= International Institute for Secular Humanistic Judaism =

The International Institute for Secular Humanistic Judaism (IISHJ) is the academic and intellectual center of Humanistic Judaism. It was established in Jerusalem in 1985, with its second center of activity based in Farmington Hills, Michigan. The Institute offers professional training programs for spokespersons, educators, leaders (also referred to in Hebrew as madrikhim/ot or in Yiddish as vegvayzer), and rabbis, in addition to publications, public seminars, and colloquia for lay audiences. It has also trained music leaders and cantors, though those programs are not currently active.
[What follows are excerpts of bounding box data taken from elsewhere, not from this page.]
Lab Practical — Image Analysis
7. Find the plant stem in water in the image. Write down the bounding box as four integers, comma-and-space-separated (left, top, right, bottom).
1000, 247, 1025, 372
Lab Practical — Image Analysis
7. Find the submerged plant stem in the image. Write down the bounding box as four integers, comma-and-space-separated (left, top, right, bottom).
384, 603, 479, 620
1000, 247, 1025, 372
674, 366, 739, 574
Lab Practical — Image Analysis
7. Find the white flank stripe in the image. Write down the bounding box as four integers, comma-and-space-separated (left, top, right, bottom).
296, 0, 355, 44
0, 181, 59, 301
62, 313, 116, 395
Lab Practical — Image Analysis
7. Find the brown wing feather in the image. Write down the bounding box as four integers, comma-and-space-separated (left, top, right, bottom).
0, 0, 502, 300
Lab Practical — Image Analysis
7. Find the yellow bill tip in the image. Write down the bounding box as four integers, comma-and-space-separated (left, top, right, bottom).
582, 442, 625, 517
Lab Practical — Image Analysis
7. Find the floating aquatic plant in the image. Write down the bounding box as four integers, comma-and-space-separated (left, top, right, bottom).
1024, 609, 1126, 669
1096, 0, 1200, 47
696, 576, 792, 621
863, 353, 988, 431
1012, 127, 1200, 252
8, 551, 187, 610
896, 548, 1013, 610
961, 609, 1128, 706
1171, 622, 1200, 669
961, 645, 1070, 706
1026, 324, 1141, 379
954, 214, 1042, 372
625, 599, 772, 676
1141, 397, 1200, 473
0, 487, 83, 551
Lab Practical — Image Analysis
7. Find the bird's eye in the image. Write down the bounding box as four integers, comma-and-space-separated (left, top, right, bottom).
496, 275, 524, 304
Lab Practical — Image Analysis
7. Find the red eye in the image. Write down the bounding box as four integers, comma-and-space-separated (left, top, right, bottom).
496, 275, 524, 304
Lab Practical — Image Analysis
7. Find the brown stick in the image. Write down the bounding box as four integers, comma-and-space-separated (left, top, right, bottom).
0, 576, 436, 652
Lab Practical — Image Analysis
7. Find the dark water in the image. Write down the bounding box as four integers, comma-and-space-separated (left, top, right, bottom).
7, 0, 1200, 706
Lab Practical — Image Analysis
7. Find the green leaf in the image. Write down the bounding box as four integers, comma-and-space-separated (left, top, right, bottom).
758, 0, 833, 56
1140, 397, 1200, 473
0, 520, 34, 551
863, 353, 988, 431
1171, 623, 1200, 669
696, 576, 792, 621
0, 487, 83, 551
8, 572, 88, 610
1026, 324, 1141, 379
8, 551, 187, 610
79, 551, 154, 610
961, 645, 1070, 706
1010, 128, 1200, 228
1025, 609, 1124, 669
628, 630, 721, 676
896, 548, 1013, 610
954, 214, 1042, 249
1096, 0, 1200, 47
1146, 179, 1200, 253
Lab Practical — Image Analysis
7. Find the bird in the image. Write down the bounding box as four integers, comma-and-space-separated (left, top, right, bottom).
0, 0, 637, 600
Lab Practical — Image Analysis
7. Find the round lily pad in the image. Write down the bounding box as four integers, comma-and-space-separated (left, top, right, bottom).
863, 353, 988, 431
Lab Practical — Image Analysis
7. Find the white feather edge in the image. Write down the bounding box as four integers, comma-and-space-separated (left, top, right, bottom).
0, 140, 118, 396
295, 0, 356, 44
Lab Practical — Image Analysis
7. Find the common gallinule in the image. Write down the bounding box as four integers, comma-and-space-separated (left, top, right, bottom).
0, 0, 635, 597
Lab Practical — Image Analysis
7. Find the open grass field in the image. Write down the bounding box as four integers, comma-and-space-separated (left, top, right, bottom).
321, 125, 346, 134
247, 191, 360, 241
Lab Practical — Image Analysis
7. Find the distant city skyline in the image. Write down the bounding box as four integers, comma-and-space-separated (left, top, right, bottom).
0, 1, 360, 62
The Institute began offering its Leadership Program in 1986 as a joint program serving the communities of the Congress of Secular Jewish Organizations and the Society for Humanistic Judaism. It began a rabbinic program in 1992, and its first rabbinic ordination in North America took place in 1999; subsequent ordinations have happened biennially. The Israeli rabbinic program of the IISHJ began in 2004 and held its first ordination in 2006. The IISHJ's founding co-chairs were Rabbi Sherwin Wine and Yaakov Malkin of Tel Aviv University. Wine led the IISHJ in North America until his death in July 2007. The current dean for North America is Rabbi Adam Chalom, while the dean for Israel is Rabbi Sivan Malkin Maas.